Next Friday at 3:00 PM — Q2 requirements review with the product team in Conference Room B.

Once the message enters memory, the first question is not how to store it, but whether it deserves storage. If every piece of information is written and retrieved at equal weight, two problems compound as volume grows: retrieval signal-to-noise keeps dropping, and storage cost becomes unbounded.

Shannon’s information theory frames the same idea: high-probability events carry almost no information and are poor candidates for long-term retention; low-probability but critical events carry enormous information and should be persisted.

Importance scoring is the filter. Each item gets a score that drives decay speed, review cadence, and eviction priority downstream.

So how is importance assessed?

1.1 The six-dimension model

In PowerMem, scoring a single message is more involved than it looks. The system uses a six-dimension model — six axes, weighted and summed:

For our meeting message: highly relevant to “Q2 work” (relevance ≈ 0.8), concrete time and place (factual ≈ 0.8), attendance is non-optional (actionable ≈ 0.9), emotionally neutral (emotional_impact ≈ 0.2). Weighted:

0.3×0.8 + 0.2×0.5 + 0.15×0.2 + 0.15×0.9 + 0.1×0.8 + 0.1×0.6 ≈ 0.72

Importance score: 0.72.

The six-dimension model is the theoretical backbone of importance scoring.

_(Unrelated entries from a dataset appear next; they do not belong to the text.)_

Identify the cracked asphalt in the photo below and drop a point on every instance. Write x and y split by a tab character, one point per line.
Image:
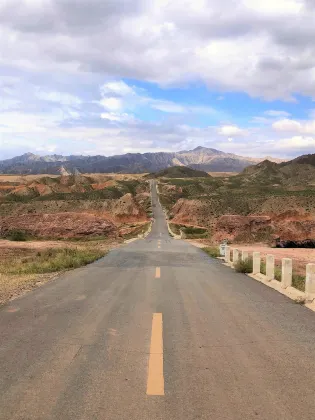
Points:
79	347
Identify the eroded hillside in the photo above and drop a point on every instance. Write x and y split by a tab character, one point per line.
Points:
265	202
74	206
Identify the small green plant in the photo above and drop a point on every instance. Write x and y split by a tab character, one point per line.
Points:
213	251
278	274
298	282
245	266
52	260
17	235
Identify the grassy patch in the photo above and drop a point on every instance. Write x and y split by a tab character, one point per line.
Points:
278	274
139	230
245	266
298	282
51	260
213	251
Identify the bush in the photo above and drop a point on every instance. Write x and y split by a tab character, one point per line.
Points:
17	235
213	251
52	260
245	266
278	274
298	282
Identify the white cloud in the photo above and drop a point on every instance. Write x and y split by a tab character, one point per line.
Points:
116	117
119	88
232	130
58	97
292	126
246	48
277	114
112	104
167	106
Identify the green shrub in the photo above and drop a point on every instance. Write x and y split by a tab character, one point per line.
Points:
213	251
298	282
245	266
278	274
52	260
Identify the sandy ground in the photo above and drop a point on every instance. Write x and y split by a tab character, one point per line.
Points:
13	286
15	245
22	179
300	256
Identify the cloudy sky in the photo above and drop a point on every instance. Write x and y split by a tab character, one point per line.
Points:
117	76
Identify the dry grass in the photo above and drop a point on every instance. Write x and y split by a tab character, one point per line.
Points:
22	269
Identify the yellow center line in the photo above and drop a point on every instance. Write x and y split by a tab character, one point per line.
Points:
155	383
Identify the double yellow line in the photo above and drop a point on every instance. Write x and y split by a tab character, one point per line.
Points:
155	383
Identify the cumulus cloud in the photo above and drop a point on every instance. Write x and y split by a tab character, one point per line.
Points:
292	126
58	97
232	131
245	48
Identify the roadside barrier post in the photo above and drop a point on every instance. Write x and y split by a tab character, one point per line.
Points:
286	278
256	262
270	267
236	256
227	254
310	282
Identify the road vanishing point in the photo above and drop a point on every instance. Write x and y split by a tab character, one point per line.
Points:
156	330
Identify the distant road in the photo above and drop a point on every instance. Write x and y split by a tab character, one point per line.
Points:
156	330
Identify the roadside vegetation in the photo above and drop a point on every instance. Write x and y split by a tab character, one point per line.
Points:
245	266
51	260
22	269
212	251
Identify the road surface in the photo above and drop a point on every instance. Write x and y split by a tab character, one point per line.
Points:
156	330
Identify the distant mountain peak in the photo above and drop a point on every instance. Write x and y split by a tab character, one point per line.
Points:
200	158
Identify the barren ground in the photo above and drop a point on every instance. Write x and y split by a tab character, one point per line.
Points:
13	286
300	256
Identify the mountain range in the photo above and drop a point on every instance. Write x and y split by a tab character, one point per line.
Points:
201	158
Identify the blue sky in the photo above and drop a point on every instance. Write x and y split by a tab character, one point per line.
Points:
97	77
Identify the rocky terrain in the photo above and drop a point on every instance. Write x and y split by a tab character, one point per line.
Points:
73	206
201	158
264	203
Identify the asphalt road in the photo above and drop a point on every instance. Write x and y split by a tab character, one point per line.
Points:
156	332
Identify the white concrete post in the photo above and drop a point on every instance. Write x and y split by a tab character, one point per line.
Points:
236	256
256	262
227	254
310	282
286	278
270	267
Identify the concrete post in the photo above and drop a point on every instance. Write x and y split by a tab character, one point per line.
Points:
270	267
227	254
256	262
236	256
286	278
310	282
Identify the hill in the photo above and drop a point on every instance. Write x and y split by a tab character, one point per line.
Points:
200	158
299	172
180	172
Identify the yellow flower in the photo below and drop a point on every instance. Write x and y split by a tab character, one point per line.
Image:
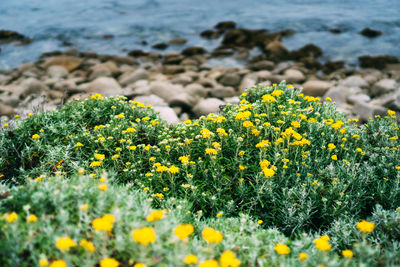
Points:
322	244
365	226
104	223
65	243
303	256
211	235
43	262
102	187
347	253
58	263
109	262
155	215
209	263
183	231
228	259
12	217
282	249
87	244
191	259
144	235
268	172
31	218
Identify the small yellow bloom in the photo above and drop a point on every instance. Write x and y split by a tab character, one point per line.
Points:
365	226
109	262
191	259
282	249
144	235
31	218
347	253
65	243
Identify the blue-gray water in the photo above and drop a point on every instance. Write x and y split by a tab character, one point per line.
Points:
84	23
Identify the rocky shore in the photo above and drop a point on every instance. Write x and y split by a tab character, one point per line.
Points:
187	84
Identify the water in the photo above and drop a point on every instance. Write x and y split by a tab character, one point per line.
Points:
84	23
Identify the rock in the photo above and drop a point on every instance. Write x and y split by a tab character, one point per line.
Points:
354	81
352	99
182	79
160	46
230	79
165	90
105	86
10	36
6	110
225	25
196	90
366	110
294	76
262	65
173	69
210	34
29	86
370	33
68	62
316	87
377	62
193	50
177	41
248	81
383	86
167	114
222	92
309	50
340	93
206	106
183	100
277	51
139	74
152	100
172	58
57	72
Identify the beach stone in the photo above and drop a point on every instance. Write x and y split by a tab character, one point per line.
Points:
152	100
262	65
105	86
222	92
68	62
294	76
366	110
196	90
354	81
57	72
139	74
183	100
230	79
277	50
358	98
370	33
6	110
193	50
383	86
165	89
167	114
182	79
177	41
206	106
316	87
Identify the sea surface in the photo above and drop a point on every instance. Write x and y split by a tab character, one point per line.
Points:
82	24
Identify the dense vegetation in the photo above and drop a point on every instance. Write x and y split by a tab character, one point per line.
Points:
277	175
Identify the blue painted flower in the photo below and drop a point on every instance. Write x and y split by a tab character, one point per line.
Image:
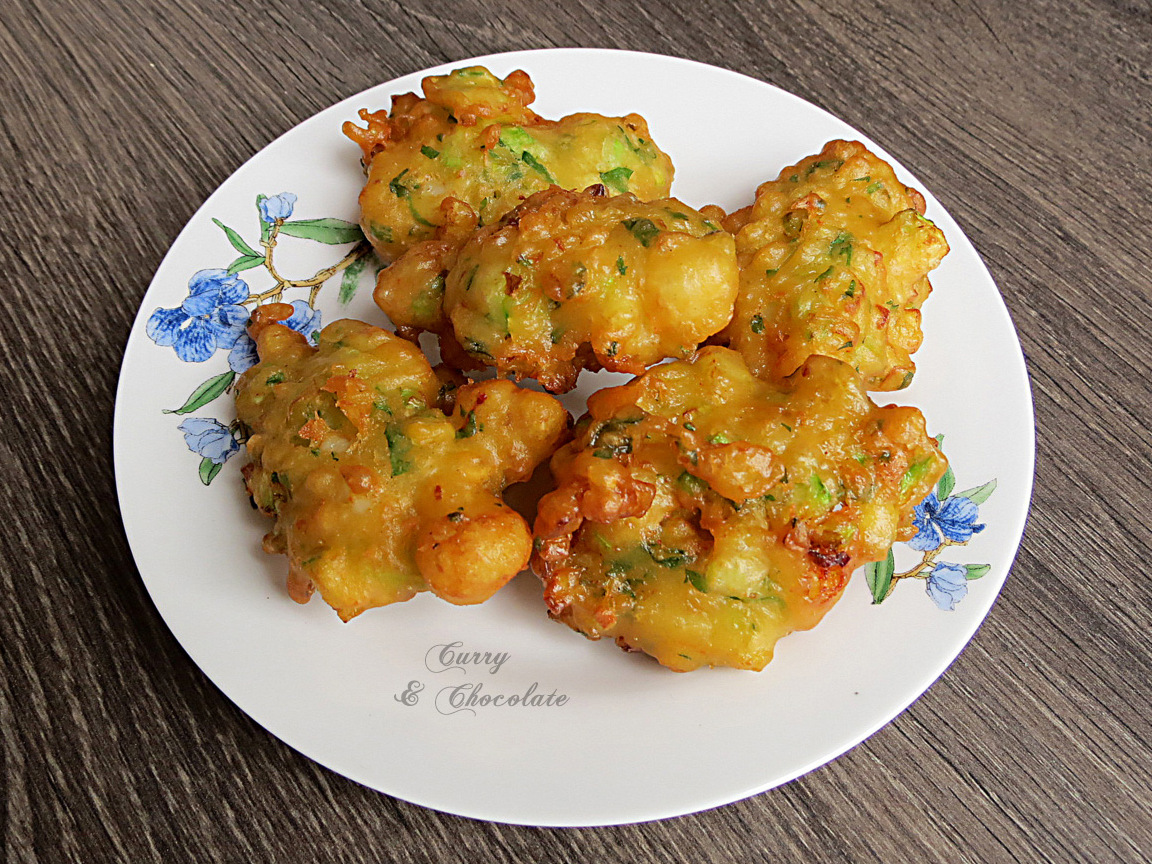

1.2 Dual-path scoring: LLM vs. rule engine

PowerMem runs two execution paths so the system always returns a score. Path one uses the six-dimension model; path two is a rule engine that kicks in when path one is unavailable — graceful degradation.

Path one: LLM deep scoring (preferred)

When an LLM is available, the system asks it to analyze all six dimensions and return structured JSON, for example:

{
    "importance_score": 0.72,
    "reasoning": "Meeting schedule imposes a hard time constraint and clear action requirement",
    "criteria_scores": {
        "relevance": 0.8,
        "novelty": 0.5,
        "emotional_impact": 0.2,
        "actionable": 0.9,
        "factual": 0.8,
        "personal": 0.6
    }
}

PowerMem reads importance_score from the response.

Because LLM output is not perfectly predictable, parsing uses a three-level fallback: try JSON first; if that fails, regex-extract a numeric score; if that fails too, default to 0.5.

Engineering note: The per-dimension scores in the JSON are not fed back into the weighted formula. They exist to structure the model’s reasoning (chain-of-thought style) so the final score is more stable.

Path two: Rule engine (fallback)

When the LLM is down, the rule engine takes over. Precision drops, but the system keeps running.

Rules accumulate score from quantifiable signals:

Content length > 100 characters: +0.1; > 50 characters: +0.05
Keyword hit: +0.1 each
Contains ? or !: +0.05 each
Metadata priority high / medium: +0.2 / +0.1
Score capped at 1.0

This is graceful degradation in production: one external dependency failing should not stall the entire memory layer.

2. Classification and Parameter Initialization

2.1 Three-layer memory model

Once importance is set, the next step is classification: which memory layer does this message belong to?

If you read the previous post, you’ll recall how biological memory layers work: information enters the hippocampus (short-term buffer) with limited capacity, consolidates into neocortex (long-term storage), and only items that are repeatedly activated, richly linked to existing knowledge, or emotionally salient earn priority transfer.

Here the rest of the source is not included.